O eterno Zé do Burro
Muitas das questões sociais abordadas em O Pagador de Promessas, dirigido por Anselmo Duarte em 1962, continuam tristemente atuais. Intolerância religiosa, notícias falsas, politicagem e até acusar a esmo qualquer pessoa de ser “comunista”. O filme estrelado por Leonardo Villar conta a história de Zé do Burro, um homem matuto que promete a uma mãe de santo doar suas terras aos mais pobres e carregar uma cruz até uma igreja católica caso seu burro recupere a saúde. É até hoje um dos mais premiados do país — e o único filme brasileiro a conquistar a Palma de Ouro no Festival de Cannes, na França. Na época, o piracicabano Villar já estava com 39 anos e uma consolidada carreira no teatro. Nos anos seguintes, manteve sólida presença na TV, com trabalhos marcantes em novelas como Barriga de Aluguel (1990), Laços de Família (2000) e Coração de Estudante (2002). No cinema, brilhou ainda em Brava Gente Brasileira (2000) e Chega de Saudade (2008).

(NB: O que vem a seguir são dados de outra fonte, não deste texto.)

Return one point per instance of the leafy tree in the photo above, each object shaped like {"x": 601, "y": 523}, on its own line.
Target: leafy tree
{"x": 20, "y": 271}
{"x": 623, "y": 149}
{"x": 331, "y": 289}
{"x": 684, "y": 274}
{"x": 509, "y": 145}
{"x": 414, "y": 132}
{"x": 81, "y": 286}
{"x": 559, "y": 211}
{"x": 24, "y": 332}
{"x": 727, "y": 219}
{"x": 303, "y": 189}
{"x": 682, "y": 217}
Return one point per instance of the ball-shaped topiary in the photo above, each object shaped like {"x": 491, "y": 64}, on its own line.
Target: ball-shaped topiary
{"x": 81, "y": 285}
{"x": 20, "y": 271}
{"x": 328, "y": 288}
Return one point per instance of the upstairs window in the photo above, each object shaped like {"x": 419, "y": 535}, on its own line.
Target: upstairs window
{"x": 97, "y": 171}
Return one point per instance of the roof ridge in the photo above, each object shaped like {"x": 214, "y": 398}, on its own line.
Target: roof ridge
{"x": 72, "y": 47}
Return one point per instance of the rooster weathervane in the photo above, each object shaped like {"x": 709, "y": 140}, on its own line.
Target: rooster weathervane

Aos 87 anos, fez seu último trabalho na TV: a novela Passione (2010), de Silvio de Abreu, em que interpretou um idoso que se envolve em um triângulo amoroso. Villar nunca se casou — dizia que havia dedicado a vida às artes. Ele morreu na sexta-feira 3, aos 96 anos, em decorrência de uma parada cardíaca, em São Paulo.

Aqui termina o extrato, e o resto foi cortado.